After finishing Harry Potter and the Half-Blood Prince last night, I was struck more and more by the reactions that readers at wotmania had regarding the final chapters. There was a mixture of surprise, alarm, sadness, and anger. Almost the whole gamut of human emotions were on display in these posts relating their interactions with the story. For those readers, Rowling's book was not just a well-told story, but something more, something more important to them than the words printed on paper and bound together.
Every so often, books appear that capture national or even international attention. Although the stories and characters may be different, although the setting and style may bear scant semblence to one another, there is just something, some je ne sais quoi, that links the story, the readers, and the time the story is written. Whether we are talking about the decadence of the Jazz Age/Weimar Era and how Thomas Mann (in The Magic Mountain), Ernest Hemingway (The Sun Also Rises), or especially F. Scott Fitzgerald (The Great Gatsby; Tender is the Night) or if we focus on the Victorians or the Beat writers or even 'children stories' such as Where the Red Fern Grows, some of the best authors have managed to create memorable and moving scenes that last beyond their immediate times to create immemorial images that have burned their way into our collective consciousness.
Judging by the way Harry Pottermania has struck the globe, from the books, the movies, the action figures, and other miscellaneous objects, one would be hard pressed to think of an author who has managed to have such a cultural impact on the world. However, there is one author from the past who comes to mind, one whose importance has only grown as we draw ever further away from his Victorian abode: one Charles Dickens.

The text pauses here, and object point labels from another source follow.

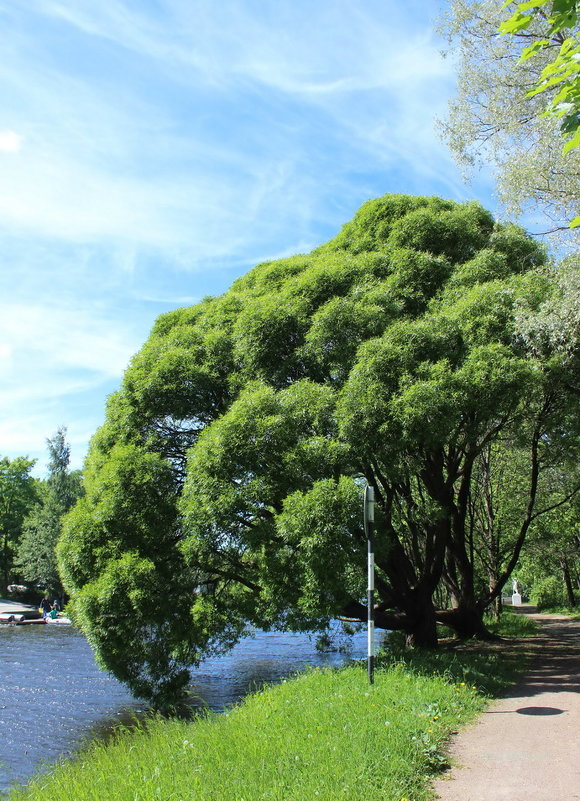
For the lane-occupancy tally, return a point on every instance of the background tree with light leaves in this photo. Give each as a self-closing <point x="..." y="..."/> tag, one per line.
<point x="498" y="115"/>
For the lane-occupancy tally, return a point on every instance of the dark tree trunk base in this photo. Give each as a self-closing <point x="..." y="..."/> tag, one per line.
<point x="466" y="623"/>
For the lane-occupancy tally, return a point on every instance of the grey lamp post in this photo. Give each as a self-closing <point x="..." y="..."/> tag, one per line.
<point x="369" y="519"/>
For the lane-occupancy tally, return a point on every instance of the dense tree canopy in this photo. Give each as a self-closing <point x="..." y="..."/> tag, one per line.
<point x="225" y="486"/>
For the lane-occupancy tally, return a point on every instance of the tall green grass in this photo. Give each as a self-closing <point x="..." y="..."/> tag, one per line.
<point x="322" y="736"/>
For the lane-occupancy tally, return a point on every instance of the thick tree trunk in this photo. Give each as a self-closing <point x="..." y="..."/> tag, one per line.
<point x="467" y="621"/>
<point x="421" y="624"/>
<point x="568" y="581"/>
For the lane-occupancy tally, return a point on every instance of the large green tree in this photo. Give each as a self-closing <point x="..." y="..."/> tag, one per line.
<point x="18" y="494"/>
<point x="225" y="486"/>
<point x="36" y="555"/>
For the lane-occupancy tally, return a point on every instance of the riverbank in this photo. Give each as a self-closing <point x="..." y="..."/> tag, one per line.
<point x="322" y="735"/>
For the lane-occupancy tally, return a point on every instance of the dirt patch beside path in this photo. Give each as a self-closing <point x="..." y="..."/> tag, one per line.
<point x="526" y="746"/>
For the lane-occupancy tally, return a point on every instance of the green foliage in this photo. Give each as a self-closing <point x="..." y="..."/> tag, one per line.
<point x="18" y="493"/>
<point x="558" y="21"/>
<point x="36" y="557"/>
<point x="517" y="94"/>
<point x="547" y="592"/>
<point x="227" y="478"/>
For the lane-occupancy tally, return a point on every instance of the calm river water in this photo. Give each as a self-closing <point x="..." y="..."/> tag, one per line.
<point x="53" y="696"/>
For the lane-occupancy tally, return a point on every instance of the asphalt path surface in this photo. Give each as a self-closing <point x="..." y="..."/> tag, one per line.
<point x="526" y="745"/>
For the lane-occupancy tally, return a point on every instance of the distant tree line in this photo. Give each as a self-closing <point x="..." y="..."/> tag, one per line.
<point x="419" y="351"/>
<point x="31" y="515"/>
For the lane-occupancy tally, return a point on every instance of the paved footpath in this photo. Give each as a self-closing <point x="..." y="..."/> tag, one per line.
<point x="526" y="746"/>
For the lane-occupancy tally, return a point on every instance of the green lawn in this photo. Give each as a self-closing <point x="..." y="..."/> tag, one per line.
<point x="323" y="735"/>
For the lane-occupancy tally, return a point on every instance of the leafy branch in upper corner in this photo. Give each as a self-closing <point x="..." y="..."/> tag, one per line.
<point x="557" y="20"/>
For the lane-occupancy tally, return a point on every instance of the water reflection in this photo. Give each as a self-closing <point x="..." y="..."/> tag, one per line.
<point x="53" y="696"/>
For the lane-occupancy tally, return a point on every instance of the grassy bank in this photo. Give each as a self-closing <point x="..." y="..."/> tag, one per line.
<point x="323" y="735"/>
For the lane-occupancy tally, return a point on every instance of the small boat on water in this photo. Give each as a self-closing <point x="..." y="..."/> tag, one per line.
<point x="60" y="620"/>
<point x="14" y="613"/>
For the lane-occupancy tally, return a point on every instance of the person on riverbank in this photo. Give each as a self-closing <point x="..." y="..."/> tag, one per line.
<point x="45" y="606"/>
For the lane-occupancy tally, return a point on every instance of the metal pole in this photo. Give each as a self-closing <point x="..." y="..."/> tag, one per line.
<point x="369" y="519"/>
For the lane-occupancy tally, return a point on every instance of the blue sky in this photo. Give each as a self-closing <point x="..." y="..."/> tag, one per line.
<point x="151" y="151"/>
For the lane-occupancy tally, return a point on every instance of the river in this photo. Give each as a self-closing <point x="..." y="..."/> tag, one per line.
<point x="53" y="696"/>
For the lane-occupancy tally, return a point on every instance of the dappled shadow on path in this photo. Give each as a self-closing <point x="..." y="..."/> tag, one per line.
<point x="555" y="665"/>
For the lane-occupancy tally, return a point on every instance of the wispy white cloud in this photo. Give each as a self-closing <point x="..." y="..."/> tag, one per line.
<point x="152" y="151"/>
<point x="10" y="142"/>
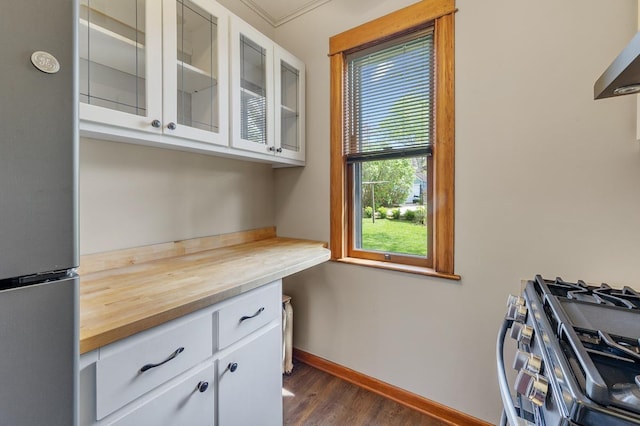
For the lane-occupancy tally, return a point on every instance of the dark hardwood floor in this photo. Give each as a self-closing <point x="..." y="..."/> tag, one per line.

When I thought about Rowling in conjunction with Dickens, I was not thinking about sales figures, the quaint turns of speech both employ to draw in the reader, or even the sometimes brilliantly insightful commentaries buried within large amounts of dross, but instead on how well each has managed to connect the reader to the events taking place in the book that he or she might be reading at the time. One Dickens story in particular reminds me so much of the current discussions involving the latest Harry Potter book: The Old Curiosity Shop. While this story is not as famous as Oliver Twist ("Please sir, I want more.") or A Christmas Carol, in its day, this serialized novel about a picturesque shop and the little girl Nell moved people. Whether it was due to the quaintness of the shop settings or the humaneness of Nell or something else, The Old Curiosity Shop was a runaway bestseller not just in Dickens's native Britain, but also in the fledgling United States. Every month at ports along the American Atlantic seaboard, there would be large crowds of people gathered around one reading scenes from the latest installment of Dickens's latest masterpiece. They would laugh at the oddness of some of the characters, or smile as Nell's sweetness came on display, but one day they received a shocking installment: Nell had become sick.
While they waited, there were debates as to whether or not Nell would survive and if things would continue along their merry way toward a happy ending. But Dickens surprised people by having Nell die. From London to Scotland to the American frontier, tens of thousands of people read her deathbed scene and her passing away and they just bawled. Imagine grown men today just breaking down and crying because a little girl died. Yet somehow, her fictional death, when placed amongst the greater backdrop of what was transpiring in a rapidly industrializing Britain, with its exploited boys and girls dying in great numbers from work injuries or from diseases such as cholera or smallpox, came to symbolize just how cruel and capricious this world could be.
It was this image that popped into my head as I read the final 100 pages of Harry Potter and the Half-Blood Prince. While I will not spoil what happens there, I can say that it appears that Rowling has taken quite bit of Dickens's purpose to heart: she has worked very hard over six books to create something that moves the spirit. It is as if she was holding up a mirror for us to gaze into, letting us see again, as if anew, just how unfair this world can be. The Harry Potter series is rapidly becoming much more than 'just' a series for children. There are moments in the past two books that invoke a much darker, more worried world behind the whismical fantasy backdrop. Perhaps we are reading a series worthy of the post 9/11 or post 3/11 or post 7/7 world, one in which children and adults can suffer, can grieve, and yet still can love and carry on.
Maybe it is time to just come to terms with the notion that J.K. Rowling has created something that is much more than the sum of its parts. And in that, she might truly become like Charles Dickens.